The finding that baseline medial meniscal body tear had the strongest association with subsequent cartilage loss in the external tibial subregion where the body segment overlies supports some local impact of meniscal damage on cartilage health. Baseline posterior horn tear had an isolated effect in the posterior tibial subregion. The small number of knees with anterior horn tear may have limited our ability to detect relationships involving tears in this segment. The relationship between body tear and anterior tibial cartilage loss may relate to the proximity of anterior and external subregions (Figure 1).
The effects of baseline lateral meniscal body tear were less confined to the anatomical mapping proposed in our hypotheses. During knee flexion, the lateral meniscus experiences nearly twice the magnitude of antero-posterior translation as the medial meniscus (32).

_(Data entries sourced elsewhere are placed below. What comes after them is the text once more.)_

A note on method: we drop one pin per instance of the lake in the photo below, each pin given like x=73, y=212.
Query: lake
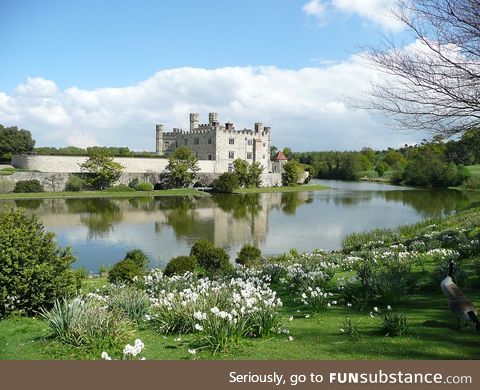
x=102, y=230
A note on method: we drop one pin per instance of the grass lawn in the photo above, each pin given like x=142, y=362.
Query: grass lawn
x=474, y=169
x=103, y=194
x=299, y=188
x=433, y=334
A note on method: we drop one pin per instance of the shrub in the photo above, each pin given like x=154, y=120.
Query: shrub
x=28, y=186
x=226, y=183
x=473, y=183
x=124, y=272
x=211, y=258
x=87, y=323
x=34, y=270
x=129, y=301
x=181, y=264
x=138, y=257
x=249, y=255
x=120, y=188
x=6, y=186
x=75, y=184
x=134, y=183
x=145, y=187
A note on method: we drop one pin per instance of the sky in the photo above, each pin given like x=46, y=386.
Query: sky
x=105, y=72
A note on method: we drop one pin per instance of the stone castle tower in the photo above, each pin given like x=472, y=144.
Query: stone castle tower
x=222, y=143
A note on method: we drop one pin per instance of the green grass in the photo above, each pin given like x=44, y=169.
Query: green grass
x=299, y=188
x=474, y=169
x=433, y=334
x=103, y=194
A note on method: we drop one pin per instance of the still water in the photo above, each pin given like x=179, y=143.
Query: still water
x=102, y=230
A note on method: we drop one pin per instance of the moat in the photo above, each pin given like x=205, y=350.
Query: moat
x=101, y=230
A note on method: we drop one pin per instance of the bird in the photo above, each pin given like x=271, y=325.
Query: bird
x=460, y=306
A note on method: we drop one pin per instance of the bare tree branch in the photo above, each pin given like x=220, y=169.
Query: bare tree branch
x=433, y=84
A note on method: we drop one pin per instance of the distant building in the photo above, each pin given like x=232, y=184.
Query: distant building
x=222, y=143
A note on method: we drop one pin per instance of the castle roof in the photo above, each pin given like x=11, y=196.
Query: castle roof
x=280, y=156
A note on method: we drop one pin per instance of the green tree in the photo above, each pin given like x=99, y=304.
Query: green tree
x=292, y=173
x=287, y=152
x=226, y=183
x=104, y=171
x=241, y=170
x=34, y=270
x=15, y=141
x=182, y=167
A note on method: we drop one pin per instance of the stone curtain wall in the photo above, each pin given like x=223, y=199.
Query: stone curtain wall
x=71, y=164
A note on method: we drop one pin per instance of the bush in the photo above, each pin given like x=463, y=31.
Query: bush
x=87, y=324
x=129, y=301
x=6, y=186
x=226, y=183
x=473, y=183
x=134, y=183
x=145, y=187
x=138, y=257
x=28, y=186
x=120, y=188
x=34, y=270
x=211, y=258
x=124, y=272
x=181, y=264
x=75, y=184
x=249, y=255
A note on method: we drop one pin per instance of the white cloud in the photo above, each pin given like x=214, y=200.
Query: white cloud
x=38, y=87
x=305, y=108
x=376, y=11
x=315, y=8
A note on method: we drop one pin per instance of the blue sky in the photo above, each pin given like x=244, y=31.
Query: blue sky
x=82, y=72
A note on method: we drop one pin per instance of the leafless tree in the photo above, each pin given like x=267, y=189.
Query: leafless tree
x=433, y=84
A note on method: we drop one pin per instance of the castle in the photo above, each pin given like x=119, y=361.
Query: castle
x=223, y=144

With this movement, the lateral meniscal body segment may overlie the anterior, external, central, and posterior tibial cartilage subregions and the posterior horn may overlie the posterior and external tibial subregions. The associations between lateral meniscal tear and cartilage loss were attenuated by adjustment for meniscal extrusion. In theory, extrusion of the more mobile lateral meniscus could itself contribute to a more diffuse tear pattern, and less matching between tear site and subregion of cartilage loss.
It is important to acknowledge that some knees without longitudinal data came from persons whose BMI was greater than the persons we analyzed; it is uncertain how this may have affected results. While the WORMS system is commonly applied to assess meniscal tears in knee OA, it does not include tear type or location in relation to vascular supply. Further, efforts to match meniscal segment to cartilage subregion are inherently imperfect: optimal meniscal grading and cartilage segmentation require different sets of MR images; knees vary in meniscal and articular cartilage shape; and the match may be altered by meniscal movement and/or extrusion during activity.
In summary, the detrimental effect of meniscal tears is not spatially uniform across the tibial and femoral cartilage surfaces, and at least some of it is experienced locally. These results support a focal protective role of meniscal tissue on articular cartilage integrity in knee OA.
Support: NIH/NIAMS R01 AR48216, R01 AR48748, P60 AR48098
Neither the corresponding author nor the co-authors have any competing interests with regard to the manuscript.